Filho de um elemento da esquadrilha de submarinos da Marinha, Martim dirigiu-se com os pais e a irmã de 13 anos ao cais fluvial de Cacilhas, em Almada, para ver passar o Tridente.
O primeiro dos dois submarinos comprados por Portugal à Alemanha foi recebido numa pequena cerimónia, no Alfeite, cerca das 11:00.
"Gosto de ver os submarinos a chegar, porque são giros", comentou a criança.
Família militar
O entusiasmo era partilhado pela mãe, Lurdes, que explicou que o tema dos submarinos e a Marinha gera grande curiosidade - "é um bichinho", disse -, já que os Torres são como "uma família militar".
Durante a manhã cerca de uma dezena de curiosos, munidos de máquinas fotográficas com grandes objetivas ou de binóculos, a que se juntaram alguns trabalhadores e passageiros dos barcos e dos autocarros e transeuntes, concentrando-se à beira Tejo a assistir às manobras do submarino.
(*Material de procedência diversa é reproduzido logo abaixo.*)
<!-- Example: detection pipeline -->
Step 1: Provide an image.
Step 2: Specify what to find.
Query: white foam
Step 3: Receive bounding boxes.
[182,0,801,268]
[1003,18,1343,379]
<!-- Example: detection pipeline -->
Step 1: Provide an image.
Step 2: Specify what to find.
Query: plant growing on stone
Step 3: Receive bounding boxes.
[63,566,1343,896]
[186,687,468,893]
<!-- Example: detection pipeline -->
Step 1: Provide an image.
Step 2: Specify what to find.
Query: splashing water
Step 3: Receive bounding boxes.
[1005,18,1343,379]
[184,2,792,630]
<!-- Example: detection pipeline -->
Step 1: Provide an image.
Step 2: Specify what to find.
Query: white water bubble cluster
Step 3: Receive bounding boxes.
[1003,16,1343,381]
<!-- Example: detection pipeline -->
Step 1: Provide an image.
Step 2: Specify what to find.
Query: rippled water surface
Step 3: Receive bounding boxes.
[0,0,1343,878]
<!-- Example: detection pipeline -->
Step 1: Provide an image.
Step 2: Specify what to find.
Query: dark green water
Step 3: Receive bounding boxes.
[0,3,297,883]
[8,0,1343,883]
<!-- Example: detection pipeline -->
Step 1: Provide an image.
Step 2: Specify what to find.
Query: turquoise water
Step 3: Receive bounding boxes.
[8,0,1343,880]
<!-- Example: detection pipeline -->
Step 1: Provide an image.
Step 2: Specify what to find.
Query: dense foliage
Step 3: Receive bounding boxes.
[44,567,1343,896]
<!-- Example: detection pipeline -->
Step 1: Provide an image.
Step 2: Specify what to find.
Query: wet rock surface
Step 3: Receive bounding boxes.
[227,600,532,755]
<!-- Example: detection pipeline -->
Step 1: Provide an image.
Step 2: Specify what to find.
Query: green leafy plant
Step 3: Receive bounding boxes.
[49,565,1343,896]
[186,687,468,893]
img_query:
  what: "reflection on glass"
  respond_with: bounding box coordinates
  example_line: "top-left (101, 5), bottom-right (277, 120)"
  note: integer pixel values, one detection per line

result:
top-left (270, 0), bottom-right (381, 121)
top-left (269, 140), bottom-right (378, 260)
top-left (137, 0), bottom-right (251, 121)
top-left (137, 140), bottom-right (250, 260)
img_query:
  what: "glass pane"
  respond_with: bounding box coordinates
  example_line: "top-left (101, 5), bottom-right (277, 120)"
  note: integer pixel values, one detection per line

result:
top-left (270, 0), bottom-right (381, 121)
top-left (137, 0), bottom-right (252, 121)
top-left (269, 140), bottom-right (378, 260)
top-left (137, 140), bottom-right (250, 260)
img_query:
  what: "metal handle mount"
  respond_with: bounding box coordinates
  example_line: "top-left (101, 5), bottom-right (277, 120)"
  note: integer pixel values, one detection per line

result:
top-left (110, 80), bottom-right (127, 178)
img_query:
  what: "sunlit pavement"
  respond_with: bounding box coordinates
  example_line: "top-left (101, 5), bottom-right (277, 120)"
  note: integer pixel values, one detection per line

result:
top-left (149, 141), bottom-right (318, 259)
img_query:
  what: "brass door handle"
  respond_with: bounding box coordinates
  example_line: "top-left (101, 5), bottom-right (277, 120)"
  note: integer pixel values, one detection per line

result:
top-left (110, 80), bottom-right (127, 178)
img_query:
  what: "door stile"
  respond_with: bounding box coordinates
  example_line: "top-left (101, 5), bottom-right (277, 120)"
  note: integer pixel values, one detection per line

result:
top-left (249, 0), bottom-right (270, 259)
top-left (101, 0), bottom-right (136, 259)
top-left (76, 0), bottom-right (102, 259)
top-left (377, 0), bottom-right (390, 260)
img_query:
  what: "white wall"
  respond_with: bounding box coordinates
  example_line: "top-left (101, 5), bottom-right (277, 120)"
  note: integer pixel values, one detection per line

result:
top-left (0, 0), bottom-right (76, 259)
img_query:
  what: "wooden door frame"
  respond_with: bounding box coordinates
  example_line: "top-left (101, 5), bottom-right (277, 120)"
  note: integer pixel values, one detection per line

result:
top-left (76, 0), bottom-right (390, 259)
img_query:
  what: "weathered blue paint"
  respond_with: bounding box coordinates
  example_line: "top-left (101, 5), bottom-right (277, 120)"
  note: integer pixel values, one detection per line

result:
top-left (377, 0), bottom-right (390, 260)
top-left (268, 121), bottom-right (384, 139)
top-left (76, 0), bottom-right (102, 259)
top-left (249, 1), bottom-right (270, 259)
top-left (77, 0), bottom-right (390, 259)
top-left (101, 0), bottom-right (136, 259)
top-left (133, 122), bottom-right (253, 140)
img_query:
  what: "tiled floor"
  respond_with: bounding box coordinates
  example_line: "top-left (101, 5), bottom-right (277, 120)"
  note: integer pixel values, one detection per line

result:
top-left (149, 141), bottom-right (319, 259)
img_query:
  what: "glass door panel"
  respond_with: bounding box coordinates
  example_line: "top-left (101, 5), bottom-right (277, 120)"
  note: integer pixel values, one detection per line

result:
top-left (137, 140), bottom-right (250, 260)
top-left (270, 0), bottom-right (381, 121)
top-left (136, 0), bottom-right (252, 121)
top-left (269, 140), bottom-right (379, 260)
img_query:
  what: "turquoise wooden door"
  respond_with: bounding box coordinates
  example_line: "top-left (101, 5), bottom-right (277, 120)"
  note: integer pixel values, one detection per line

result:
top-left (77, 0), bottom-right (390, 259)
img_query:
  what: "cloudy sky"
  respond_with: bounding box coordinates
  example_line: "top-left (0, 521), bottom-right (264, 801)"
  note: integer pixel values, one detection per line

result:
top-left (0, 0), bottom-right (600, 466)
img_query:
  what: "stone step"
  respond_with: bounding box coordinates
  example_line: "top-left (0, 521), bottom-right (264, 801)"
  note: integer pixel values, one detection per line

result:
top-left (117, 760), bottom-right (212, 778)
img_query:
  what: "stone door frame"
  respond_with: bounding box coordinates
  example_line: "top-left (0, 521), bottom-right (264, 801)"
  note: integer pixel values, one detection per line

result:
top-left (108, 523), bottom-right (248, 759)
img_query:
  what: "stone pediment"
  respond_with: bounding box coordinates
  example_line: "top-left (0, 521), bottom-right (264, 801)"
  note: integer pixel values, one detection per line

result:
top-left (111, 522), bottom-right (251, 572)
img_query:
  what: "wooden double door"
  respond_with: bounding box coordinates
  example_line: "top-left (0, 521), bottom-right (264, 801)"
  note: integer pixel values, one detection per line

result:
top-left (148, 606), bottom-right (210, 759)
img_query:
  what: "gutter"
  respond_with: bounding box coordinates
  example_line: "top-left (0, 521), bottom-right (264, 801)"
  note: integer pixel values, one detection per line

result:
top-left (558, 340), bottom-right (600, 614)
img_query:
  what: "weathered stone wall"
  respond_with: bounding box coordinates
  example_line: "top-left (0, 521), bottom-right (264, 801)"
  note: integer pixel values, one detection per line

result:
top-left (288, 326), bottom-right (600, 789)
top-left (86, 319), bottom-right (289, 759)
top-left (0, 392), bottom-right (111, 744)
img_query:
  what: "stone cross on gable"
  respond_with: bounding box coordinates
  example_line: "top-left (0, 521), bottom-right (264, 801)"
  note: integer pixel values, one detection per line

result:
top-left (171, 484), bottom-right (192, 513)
O Tridente passou sob a ponte 25 de Abril pouco antes das 10:00 e aproximou-se depois das instalações da Marinha, junto ao Terreiro do Paço, em Lisboa, antes de realizar uma curva larga em direção à margem sul do rio.
João Cruz, reformado da indústria naval e petrolífera com 63 anos, considera que o Tridente marca "a continuação" destes equipamentos no país, que classifica de "essenciais para o país".
"Mais valia para a Marinha"
A chegada dos dois equipamentos da Alemanha é aplaudida pelo antigo trabalhador que participou na reparação dos submarinos portugueses, que acredita que, ainda assim, "são poucos", tendo em vista "o alargamento provável da zona económica exclusiva" portuguesa.
O oficial da Marinha na reserva José Manuel Jordão, 53 anos, estava "curioso" para ver o Tridente "ao vivo" e a navegar no Tejo, depois de estar habituado a ver o submarino em fotos.
Para o antigo submarinista, o Tridente é "uma mais valia para a Marinha e para o país na área da Defesa" e representa "a tecnologia de ponta" nesta área, colocando Portugal "ao nível do que há de mais moderno em termos de arma submarina".
Alguns dos curiosos que hoje de manhã assistiam à passagem do Tridente mostravam-se mais céticos quanto à necessidade deste equipamento.
"Os milhões que não vão para aí", comentava uma mulher aos seus colegas, enquanto outro afirmava: "Agora prepara-te para o aumento dos impostos para pagar aquilo".
João Silva, um desempregado de 56 anos, mostrava-se indignado: "É uma vergonha", repetia.
"O Paulo Portas [ministro da Defesa aquando da encomenda dos submarinos] devia era dar o dinheiro a quem precisa, em vez de andar aí a cortar nas reformas da velhice", criticou, questionando qual a vantagem destes equipamentos para o país: "Só se for para guardar as tainhas no Tejo", ironizava.